We all want Baltimore to be a safer place. But in a world of limited resources, what is the best way?
One constituent who wrote to City Hall last week was pretty sure he knew. He had read an article in this newspaper and expressed great alarm that city leaders would spend money on anything else when the Police Department was, evidently, not properly staffed.
So: Are we to simply spend whatever money we can find on more police, at the expense of other programs and services?
A review of the history is in order. In fiscal year 1990, Baltimore spent $165 million on the Police Department and $37 million on the Recreation and Parks Department. This coming year, we are poised to spend $353 million on Police, while Recreation and Parks is down to $31 million. Over those 20 years, the city's operating budget has gone up 85 percent. The police budget, however, has grown by 113 percent, while Recreation and Parks has shrunk by 15 percent.
In other words, for 20 years, we have been disproportionately allocating our resources in trying to deter and catch criminals while investing less and less in the programs most likely to keep our children from becoming criminals in the first place.
Why? Because elected officials are pretty good at discerning the difference between the things people say are important and what they really believe is important.
I go to a lot of events where children and youth are the main focus. I spend lots of time in rooms with people who talk about the importance of youth and how youth are our future - and who then go home to communities where they and their neighbors look out their windows, see those same youth standing on the corners, and are frightened.
At that point, few call their councilperson asking for more late-night recreation programs in their community. Almost nobody e-mails the mayor demanding that she put more money for after-school programs in her budget. Most simply call the police and tell them to hurry.
Don't get me wrong; I have nothing but respect for the men and women of the Baltimore City Police Department. Anyone who puts on that uniform and runs down dark alleys after a bad guy will always have my unending gratitude and my sincere admiration. At some level though, we're asking Commissioner Frederick H. Bealefeld III and his people to do an impossible job. If we don't also take a real financial interest in the collective raising of the next generation, we will end up with more new criminals than we will ever be able to effectively police.

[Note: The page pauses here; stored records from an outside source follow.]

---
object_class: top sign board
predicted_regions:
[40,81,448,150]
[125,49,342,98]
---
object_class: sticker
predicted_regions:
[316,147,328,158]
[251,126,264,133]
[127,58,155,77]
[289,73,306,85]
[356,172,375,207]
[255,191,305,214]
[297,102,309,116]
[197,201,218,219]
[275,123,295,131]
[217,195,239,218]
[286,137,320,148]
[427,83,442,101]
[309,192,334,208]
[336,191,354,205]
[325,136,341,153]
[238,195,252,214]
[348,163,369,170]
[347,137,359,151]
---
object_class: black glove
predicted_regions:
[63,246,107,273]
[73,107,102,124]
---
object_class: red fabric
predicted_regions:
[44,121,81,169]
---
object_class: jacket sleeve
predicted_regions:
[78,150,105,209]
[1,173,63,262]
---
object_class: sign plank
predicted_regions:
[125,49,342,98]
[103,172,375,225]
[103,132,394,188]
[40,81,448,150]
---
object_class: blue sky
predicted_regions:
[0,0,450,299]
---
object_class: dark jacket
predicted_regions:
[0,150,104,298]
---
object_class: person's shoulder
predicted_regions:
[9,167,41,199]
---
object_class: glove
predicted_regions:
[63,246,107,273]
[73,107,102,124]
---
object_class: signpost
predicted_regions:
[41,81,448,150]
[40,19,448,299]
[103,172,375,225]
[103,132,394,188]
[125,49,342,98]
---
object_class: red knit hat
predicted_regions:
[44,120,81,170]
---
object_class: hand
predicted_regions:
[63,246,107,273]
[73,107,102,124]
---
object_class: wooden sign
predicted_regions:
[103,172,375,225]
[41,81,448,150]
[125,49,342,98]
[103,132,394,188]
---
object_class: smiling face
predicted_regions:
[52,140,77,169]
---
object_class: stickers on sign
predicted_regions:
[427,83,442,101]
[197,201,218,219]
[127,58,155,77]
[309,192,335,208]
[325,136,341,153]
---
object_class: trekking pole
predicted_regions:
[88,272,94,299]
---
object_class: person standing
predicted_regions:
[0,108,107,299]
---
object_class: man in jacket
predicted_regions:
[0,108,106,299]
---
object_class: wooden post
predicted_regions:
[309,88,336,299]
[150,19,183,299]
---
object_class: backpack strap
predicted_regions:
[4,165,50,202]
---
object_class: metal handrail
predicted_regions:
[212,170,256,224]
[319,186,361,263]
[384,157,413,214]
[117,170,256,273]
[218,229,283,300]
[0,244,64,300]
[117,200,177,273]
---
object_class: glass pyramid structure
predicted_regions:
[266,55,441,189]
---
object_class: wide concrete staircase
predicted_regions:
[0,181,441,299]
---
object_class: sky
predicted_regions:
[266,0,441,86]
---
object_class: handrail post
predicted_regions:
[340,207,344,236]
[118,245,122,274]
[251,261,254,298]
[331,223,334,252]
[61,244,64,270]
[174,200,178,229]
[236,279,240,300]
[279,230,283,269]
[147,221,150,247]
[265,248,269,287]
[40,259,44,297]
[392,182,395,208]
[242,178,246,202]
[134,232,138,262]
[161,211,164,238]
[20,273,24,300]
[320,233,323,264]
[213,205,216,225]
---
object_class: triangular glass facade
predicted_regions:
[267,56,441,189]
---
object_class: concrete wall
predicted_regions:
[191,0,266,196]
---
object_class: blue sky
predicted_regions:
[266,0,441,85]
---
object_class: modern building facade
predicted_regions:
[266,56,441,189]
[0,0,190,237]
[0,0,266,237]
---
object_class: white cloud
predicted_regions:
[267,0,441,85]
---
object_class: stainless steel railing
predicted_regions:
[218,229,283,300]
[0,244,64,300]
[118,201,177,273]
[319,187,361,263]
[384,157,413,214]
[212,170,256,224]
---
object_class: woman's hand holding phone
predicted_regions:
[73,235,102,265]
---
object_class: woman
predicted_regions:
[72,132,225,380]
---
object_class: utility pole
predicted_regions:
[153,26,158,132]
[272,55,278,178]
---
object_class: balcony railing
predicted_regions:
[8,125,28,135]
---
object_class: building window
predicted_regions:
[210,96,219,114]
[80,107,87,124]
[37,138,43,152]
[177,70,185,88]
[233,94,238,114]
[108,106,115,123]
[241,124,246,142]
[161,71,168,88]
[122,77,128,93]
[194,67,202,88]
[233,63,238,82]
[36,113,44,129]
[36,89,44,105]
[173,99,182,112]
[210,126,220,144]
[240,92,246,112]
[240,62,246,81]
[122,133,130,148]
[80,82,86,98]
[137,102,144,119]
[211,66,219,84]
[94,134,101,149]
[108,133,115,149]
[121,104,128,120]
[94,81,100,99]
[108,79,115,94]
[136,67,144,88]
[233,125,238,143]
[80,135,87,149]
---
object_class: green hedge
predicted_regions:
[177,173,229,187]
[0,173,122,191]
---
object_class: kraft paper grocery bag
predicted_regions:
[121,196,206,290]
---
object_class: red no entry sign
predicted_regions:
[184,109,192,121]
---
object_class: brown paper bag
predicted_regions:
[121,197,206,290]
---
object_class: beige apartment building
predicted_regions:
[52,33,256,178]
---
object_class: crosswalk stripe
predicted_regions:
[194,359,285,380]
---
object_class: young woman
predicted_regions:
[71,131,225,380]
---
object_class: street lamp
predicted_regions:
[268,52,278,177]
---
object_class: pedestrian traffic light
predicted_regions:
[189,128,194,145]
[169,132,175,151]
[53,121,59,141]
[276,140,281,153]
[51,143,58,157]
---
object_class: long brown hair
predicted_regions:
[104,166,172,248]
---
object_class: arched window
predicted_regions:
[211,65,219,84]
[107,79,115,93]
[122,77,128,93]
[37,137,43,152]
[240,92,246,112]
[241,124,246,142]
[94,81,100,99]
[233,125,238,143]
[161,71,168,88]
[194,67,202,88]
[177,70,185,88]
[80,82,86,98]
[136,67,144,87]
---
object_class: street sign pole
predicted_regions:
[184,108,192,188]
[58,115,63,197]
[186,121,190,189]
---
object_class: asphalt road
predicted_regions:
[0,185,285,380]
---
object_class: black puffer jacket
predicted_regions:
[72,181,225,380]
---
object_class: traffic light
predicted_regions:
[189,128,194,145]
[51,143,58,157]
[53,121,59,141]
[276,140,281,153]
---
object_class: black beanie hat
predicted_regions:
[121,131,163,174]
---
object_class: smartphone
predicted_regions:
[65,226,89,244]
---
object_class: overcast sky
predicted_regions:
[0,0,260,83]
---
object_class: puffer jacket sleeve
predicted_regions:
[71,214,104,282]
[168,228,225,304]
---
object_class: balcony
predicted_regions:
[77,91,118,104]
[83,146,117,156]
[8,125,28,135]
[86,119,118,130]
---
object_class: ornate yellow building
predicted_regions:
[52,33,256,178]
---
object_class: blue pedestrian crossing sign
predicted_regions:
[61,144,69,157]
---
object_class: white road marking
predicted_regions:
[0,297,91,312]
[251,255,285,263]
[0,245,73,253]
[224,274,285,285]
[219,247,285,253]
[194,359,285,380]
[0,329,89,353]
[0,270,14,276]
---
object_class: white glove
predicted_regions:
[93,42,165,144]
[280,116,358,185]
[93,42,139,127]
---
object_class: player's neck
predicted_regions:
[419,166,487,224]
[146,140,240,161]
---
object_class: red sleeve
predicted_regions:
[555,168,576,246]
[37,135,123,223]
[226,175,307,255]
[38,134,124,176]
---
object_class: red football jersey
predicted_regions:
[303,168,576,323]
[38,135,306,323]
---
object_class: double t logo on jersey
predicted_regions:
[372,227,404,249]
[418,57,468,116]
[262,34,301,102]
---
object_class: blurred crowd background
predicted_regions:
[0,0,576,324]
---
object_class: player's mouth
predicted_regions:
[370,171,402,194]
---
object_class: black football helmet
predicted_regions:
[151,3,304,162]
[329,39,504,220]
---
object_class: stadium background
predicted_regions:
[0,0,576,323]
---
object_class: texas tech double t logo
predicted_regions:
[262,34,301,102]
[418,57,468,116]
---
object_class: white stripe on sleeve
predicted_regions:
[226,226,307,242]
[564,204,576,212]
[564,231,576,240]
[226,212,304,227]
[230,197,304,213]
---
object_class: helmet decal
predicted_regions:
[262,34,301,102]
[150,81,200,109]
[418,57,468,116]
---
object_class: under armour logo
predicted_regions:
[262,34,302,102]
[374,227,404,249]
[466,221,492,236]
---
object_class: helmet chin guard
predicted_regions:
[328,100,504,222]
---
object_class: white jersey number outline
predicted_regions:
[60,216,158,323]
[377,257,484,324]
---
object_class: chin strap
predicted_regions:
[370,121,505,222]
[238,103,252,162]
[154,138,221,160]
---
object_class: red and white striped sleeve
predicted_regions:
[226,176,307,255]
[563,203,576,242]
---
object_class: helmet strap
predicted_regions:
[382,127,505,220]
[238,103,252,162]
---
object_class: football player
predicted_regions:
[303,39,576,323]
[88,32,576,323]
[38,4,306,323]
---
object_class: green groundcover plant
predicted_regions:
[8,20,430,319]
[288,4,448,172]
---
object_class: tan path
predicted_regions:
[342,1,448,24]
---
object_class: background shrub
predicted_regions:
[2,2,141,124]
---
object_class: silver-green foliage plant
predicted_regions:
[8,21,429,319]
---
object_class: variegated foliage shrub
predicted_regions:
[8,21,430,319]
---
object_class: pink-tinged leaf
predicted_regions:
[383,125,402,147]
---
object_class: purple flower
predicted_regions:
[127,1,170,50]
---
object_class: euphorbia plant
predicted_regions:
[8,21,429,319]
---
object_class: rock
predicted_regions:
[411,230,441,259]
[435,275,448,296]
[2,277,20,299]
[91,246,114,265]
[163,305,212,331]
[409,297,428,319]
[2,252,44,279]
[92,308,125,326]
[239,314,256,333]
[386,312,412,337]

We've got to stop telling ourselves that all we have to do is put more officers on the streets and everything will be all right. Because it's not that simple.
When I started sharing the historical budget numbers, I was asked if perhaps the recreation budget deserved to be smaller because fewer kids are now using the recreation centers. At first I thought that was just naive, but then I realized it was insightful - and horrifying. There are tens of thousands of young adults out there now who we, the citizens of Baltimore, effectively decided we would "serve" with police over the last 20 years, rather than with recreation or parks. Not including, of course, the three or four thousand who were victims of homicide during that same period - or perhaps, especially including them.
Mayor Dixon has proved she cares about young people by increasing spending on youth more than any other mayor in the last 20 years. If the City Council can help her identify more money that we can invest in youth development activities - such as those in recreation centers, libraries and other after-school programs - I hope that she will recognize such an increase as the wise investment it will be and support it.
Even when times are tough, we have to be willing to spend resources on long-term solutions, or the problems will never go away. Recreation centers, libraries and other after-school programming are the tools city government has available to prevent not just crime but criminals.
Baltimoreans need to recognize that youth development isn't another priority in competition with public safety; it is public safety.